GFIA: the Asian hedge fund industry pre- and post- crisis

7 Feb 2011
In its most recent client monthly newsletter, GFIA pte ltd quantifies multiple parameters of change in the Asian hedge fund industry after the Global Financial Crisis. Their research confirms an industry that’s fundamentally changed.

Summary findings include:

· Fund closures peaked at the height of the GFC in 2008 and fund launches have been downward trending since 2005.
· Exposures peaked in mid 2007 and bottomed in early 2009 with a fairly high correlation to the cumulative returns of the market index.
· Funds became riskier post-GFC with greater dispersion across strategies
· Majority of strategies saw an increase in correlation with other strategies

GFIA pte ltd, also released findings on how the correlation between different hedge fund strategies and their benchmark indices within a seemingly diversified portfolio changed during the credit crisis, concluding that equity long-short strategies became more correlated after the global financial crisis, while non-equity longshort strategies maintained their low cross-correlations.
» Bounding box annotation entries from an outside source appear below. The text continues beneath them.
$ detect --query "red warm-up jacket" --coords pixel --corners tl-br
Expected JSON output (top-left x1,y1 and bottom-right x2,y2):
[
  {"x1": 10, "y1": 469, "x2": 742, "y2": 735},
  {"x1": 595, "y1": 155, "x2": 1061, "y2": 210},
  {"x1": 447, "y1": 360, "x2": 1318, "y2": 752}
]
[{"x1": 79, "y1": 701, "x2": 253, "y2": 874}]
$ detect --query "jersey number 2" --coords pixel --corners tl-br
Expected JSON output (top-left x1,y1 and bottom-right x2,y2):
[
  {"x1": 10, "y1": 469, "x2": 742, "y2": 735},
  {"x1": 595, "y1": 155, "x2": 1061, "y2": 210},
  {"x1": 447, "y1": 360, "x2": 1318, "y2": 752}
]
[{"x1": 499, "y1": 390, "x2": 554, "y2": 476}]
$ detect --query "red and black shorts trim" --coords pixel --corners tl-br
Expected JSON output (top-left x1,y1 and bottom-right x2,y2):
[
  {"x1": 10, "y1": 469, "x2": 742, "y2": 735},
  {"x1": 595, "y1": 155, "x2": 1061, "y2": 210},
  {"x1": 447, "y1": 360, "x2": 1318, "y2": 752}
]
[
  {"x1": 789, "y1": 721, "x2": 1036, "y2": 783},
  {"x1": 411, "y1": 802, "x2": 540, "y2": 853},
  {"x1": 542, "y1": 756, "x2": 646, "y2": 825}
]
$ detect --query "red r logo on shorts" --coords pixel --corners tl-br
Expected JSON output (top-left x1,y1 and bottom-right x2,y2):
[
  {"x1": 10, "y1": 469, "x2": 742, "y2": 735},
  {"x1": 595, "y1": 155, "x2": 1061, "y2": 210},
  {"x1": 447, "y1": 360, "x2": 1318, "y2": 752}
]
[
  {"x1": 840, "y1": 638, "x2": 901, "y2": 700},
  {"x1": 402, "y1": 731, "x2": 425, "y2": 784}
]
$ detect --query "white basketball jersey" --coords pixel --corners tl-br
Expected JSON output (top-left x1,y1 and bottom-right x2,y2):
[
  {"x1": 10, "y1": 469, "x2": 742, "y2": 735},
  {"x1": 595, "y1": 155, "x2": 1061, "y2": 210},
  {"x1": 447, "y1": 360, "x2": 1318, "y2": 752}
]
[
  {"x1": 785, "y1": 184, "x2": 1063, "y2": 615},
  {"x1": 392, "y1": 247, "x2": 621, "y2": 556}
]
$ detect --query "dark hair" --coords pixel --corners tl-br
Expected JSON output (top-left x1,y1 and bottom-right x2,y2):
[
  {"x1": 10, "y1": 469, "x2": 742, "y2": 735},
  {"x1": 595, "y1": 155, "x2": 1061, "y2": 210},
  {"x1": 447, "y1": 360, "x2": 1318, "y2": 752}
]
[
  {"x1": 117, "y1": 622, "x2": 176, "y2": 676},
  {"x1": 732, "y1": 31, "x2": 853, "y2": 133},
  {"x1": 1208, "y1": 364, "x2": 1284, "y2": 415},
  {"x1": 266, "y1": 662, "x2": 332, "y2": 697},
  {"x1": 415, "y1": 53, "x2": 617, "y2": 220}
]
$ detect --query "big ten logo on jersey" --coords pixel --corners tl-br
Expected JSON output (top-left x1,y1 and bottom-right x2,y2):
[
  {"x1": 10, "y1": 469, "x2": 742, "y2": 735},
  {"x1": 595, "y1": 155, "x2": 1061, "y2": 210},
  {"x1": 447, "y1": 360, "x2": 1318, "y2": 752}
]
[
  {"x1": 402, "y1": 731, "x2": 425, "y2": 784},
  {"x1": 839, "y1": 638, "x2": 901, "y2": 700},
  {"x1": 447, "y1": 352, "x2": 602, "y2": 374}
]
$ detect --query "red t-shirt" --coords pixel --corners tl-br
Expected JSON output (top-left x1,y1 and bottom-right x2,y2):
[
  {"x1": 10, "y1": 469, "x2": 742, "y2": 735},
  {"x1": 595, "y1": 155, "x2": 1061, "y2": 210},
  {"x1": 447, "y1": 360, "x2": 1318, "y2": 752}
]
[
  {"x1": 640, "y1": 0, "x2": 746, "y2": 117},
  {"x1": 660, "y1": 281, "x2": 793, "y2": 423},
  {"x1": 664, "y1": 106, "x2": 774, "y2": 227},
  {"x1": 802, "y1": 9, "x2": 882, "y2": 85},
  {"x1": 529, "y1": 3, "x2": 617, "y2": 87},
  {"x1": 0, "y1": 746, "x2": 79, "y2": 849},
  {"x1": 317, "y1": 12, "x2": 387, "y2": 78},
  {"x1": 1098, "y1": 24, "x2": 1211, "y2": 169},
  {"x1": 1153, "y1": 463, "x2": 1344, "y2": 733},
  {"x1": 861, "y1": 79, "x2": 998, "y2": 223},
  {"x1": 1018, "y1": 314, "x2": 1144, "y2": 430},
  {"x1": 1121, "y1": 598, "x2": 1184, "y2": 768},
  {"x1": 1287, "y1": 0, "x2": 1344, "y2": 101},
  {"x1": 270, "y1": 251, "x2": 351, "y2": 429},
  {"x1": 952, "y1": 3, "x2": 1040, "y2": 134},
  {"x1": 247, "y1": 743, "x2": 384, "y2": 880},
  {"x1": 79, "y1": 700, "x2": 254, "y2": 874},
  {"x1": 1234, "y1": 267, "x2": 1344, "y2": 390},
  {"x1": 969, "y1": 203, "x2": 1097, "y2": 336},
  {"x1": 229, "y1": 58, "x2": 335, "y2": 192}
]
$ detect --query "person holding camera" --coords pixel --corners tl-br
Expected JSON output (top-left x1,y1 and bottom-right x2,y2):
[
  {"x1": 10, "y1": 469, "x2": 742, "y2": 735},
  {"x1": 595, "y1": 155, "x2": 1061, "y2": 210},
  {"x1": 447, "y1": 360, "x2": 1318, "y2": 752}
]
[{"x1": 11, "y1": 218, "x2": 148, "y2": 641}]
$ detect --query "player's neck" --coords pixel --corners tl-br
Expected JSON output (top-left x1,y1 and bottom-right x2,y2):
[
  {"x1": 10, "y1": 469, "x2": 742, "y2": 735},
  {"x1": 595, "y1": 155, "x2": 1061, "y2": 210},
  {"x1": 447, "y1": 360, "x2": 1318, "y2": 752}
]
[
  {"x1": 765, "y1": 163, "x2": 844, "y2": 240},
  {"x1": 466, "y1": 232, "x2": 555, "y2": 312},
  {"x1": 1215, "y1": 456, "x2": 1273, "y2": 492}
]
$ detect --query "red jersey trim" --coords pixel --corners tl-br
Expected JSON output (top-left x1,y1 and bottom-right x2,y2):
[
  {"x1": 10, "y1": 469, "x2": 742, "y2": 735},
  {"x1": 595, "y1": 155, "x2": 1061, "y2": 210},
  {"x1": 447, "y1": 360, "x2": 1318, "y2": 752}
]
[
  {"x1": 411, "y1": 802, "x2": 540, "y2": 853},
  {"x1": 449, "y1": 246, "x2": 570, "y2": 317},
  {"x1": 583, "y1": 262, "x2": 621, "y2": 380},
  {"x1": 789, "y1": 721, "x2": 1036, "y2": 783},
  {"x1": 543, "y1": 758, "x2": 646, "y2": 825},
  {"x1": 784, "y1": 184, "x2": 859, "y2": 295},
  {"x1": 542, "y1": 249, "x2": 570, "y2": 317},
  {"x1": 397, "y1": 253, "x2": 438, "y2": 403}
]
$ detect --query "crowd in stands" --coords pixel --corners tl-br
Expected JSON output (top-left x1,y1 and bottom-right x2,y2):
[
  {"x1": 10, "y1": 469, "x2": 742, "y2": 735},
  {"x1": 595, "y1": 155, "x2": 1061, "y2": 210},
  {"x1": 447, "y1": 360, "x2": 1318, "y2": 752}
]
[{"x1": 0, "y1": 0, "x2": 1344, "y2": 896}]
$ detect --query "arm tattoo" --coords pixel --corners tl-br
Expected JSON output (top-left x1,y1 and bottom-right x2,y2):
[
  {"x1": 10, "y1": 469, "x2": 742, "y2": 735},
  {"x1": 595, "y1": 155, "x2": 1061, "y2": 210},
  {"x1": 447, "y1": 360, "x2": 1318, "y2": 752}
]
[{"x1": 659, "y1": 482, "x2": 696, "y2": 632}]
Peter Douglas CAIA, principal of GFIA, commented: “While hedge funds still offer a much more appealing investment profile than long-only funds, clearly it’s now harder to find genuinely different hedge fund strategies in Asia, and levels of risk appear to have ratcheted up. We suspect that investor appetite for extremely liquid opportunities probably explains much of the higher correlations, and slower allocations explain the drop-off in fund launches.”